Even within the relatively safe confounds of first world societies we are still plagued with war. War on drugs. Gang wars. Gender equality. Sexual freedom. Religious freedom. And the countless economic wars being fought everyday. What was once physical territory are now market territory. Those who fight will become the victors.
What if we value all of this fighting simply because we try so hard to eliminate the one response to stress that brings people together?
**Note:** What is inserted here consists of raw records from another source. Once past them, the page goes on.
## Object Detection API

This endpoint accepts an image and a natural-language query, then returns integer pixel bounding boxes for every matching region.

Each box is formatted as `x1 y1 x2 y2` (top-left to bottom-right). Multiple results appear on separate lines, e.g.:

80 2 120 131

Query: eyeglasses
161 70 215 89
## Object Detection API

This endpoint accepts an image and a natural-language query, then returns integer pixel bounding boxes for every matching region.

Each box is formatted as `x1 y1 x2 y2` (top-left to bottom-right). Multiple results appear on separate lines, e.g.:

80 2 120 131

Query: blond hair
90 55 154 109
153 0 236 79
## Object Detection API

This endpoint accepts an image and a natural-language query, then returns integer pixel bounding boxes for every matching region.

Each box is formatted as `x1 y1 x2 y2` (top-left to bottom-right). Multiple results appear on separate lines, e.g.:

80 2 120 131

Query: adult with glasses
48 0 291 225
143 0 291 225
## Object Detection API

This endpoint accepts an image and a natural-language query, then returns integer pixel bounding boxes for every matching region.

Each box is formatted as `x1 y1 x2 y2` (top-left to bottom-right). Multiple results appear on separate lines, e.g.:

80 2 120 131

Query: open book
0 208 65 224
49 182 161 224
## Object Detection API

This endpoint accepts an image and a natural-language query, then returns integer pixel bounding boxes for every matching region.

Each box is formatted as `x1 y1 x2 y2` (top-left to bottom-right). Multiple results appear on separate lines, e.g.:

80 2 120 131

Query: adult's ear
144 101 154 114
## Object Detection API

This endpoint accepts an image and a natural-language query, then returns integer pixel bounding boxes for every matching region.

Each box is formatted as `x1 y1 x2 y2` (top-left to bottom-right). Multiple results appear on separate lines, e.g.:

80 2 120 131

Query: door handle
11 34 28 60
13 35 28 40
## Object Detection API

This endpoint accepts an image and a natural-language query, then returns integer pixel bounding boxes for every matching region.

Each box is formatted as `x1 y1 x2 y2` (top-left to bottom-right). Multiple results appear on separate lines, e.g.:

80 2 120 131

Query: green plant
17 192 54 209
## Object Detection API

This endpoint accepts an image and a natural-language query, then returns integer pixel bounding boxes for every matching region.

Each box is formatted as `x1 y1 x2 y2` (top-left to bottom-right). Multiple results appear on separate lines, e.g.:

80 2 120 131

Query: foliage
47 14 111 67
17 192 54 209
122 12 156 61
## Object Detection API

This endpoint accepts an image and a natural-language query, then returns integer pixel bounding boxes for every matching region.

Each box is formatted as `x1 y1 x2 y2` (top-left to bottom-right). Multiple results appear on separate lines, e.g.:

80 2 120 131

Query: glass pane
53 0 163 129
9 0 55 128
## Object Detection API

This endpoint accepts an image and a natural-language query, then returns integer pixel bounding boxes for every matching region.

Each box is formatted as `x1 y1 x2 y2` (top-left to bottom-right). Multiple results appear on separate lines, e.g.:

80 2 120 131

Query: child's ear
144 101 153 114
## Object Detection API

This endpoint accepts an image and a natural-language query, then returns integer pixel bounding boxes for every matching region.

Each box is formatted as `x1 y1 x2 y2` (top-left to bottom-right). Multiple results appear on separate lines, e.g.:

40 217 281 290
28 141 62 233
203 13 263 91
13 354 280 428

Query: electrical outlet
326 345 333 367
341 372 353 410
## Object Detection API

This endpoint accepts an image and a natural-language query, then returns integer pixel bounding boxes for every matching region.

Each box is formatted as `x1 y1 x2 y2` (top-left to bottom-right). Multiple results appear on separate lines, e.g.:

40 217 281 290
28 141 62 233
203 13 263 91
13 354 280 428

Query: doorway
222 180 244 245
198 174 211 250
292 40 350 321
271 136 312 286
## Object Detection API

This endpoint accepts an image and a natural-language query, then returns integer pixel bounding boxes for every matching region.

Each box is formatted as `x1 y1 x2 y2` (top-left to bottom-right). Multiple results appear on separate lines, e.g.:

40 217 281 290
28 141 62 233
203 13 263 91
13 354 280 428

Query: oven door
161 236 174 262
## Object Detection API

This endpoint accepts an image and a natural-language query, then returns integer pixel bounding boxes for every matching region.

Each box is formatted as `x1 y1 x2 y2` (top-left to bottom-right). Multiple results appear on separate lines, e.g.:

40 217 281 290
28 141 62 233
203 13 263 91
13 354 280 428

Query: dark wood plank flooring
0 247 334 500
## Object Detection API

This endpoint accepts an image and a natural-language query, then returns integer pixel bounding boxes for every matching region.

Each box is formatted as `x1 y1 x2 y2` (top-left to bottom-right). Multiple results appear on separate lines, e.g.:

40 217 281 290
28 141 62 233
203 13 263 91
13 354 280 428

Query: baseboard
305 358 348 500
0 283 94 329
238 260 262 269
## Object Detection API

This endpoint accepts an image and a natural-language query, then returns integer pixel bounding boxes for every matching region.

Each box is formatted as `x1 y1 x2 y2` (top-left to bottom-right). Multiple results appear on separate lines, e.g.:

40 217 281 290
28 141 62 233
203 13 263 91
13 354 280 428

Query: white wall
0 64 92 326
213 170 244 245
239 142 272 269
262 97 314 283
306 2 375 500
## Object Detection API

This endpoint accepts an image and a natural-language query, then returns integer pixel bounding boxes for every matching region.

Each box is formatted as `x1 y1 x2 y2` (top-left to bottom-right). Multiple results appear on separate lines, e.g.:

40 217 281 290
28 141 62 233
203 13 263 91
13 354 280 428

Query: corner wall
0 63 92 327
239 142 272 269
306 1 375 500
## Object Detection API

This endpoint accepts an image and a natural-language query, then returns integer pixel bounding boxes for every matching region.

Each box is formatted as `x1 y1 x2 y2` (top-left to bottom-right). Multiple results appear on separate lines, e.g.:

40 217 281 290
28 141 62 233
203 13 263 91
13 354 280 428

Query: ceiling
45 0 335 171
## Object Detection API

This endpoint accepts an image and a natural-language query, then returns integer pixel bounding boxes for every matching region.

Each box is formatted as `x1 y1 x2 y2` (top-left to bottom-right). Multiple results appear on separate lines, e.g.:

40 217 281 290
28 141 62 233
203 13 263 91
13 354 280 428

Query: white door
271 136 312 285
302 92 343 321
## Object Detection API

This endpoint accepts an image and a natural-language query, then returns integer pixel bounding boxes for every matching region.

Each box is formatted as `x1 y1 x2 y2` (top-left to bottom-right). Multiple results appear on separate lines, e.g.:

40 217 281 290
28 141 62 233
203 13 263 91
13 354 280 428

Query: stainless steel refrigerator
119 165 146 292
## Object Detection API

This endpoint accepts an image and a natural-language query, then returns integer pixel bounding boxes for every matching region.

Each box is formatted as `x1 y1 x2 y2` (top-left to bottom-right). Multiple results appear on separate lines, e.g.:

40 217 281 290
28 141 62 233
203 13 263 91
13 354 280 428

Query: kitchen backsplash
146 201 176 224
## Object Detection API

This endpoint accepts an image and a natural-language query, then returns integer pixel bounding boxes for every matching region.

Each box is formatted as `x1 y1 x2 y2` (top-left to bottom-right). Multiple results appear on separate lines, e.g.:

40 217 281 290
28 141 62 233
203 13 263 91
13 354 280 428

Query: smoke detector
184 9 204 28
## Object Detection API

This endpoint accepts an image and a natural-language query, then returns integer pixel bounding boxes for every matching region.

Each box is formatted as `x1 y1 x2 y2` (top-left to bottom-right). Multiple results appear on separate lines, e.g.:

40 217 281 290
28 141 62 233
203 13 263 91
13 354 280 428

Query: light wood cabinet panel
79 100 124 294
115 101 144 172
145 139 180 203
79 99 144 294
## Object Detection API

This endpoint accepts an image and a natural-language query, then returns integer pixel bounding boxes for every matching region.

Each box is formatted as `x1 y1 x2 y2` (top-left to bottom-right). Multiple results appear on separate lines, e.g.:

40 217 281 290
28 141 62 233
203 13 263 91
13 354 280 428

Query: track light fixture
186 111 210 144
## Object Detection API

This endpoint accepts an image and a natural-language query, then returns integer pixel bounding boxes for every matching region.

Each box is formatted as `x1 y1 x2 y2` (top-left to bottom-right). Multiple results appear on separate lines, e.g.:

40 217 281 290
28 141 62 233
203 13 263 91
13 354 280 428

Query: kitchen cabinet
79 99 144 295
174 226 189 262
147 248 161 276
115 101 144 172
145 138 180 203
In the summer of 2015, Pixar release a film called Inside Out. It depicted the emotions of a young girl as colourful characters inside her head controlling her behaviour. Joy was a bubbly fairy that loved to have fun. Sadness was an unmotivated blue lump. Whenever Sadness got in the way it would get shoved aside because it was disrupting all the fun. It was, in a sense, an emotional war between the two. The two end up getting lost, away from the central controls leaving the remaining emotions of Anger, Fear, and Disgust to take over. Spoiler. At the end Joy finally realized that the joyous memories she cherished so dearly were actually because of sadness. When the girl was able to express her sadness it prompted her parents to pick her up and allow her to experience joy again.
The modern world we live in still tries its best to suppress and ignore the exact feelings that bring us closer together. When we feel overwhelmed at school, or at work we are expected to maintain composure, “stay professional” and power through. Those that ask for help are considered weak and unreliable. Because of that, so many of us are forced to wallow in our sadness until it becomes a debilitating depression. Yet, if we took a single moment to tend to the distress of our students, our co-workers, our family and friends, they we can help pick them up and allow them to experience the joy of school and work again.
There is this cruelty in our society when we try so hard to crush the feelings of sadness and dispel them from our children. We teach one another that the world is a cruel place. That there is no sympathy out there in the “real world”. Sadness has become the most inhumane taboo of our time.
From the moment we are born into this world, the only real truth we learn is whether or not someone will tend to our cries. Our need for connection is a core part of what it means to be human. When we force ourselves to push our sadness aside all we end up with is the meaningless joy of addiction and the endless pursuit of war. Fight or flight are not our only options. We can choose friendship.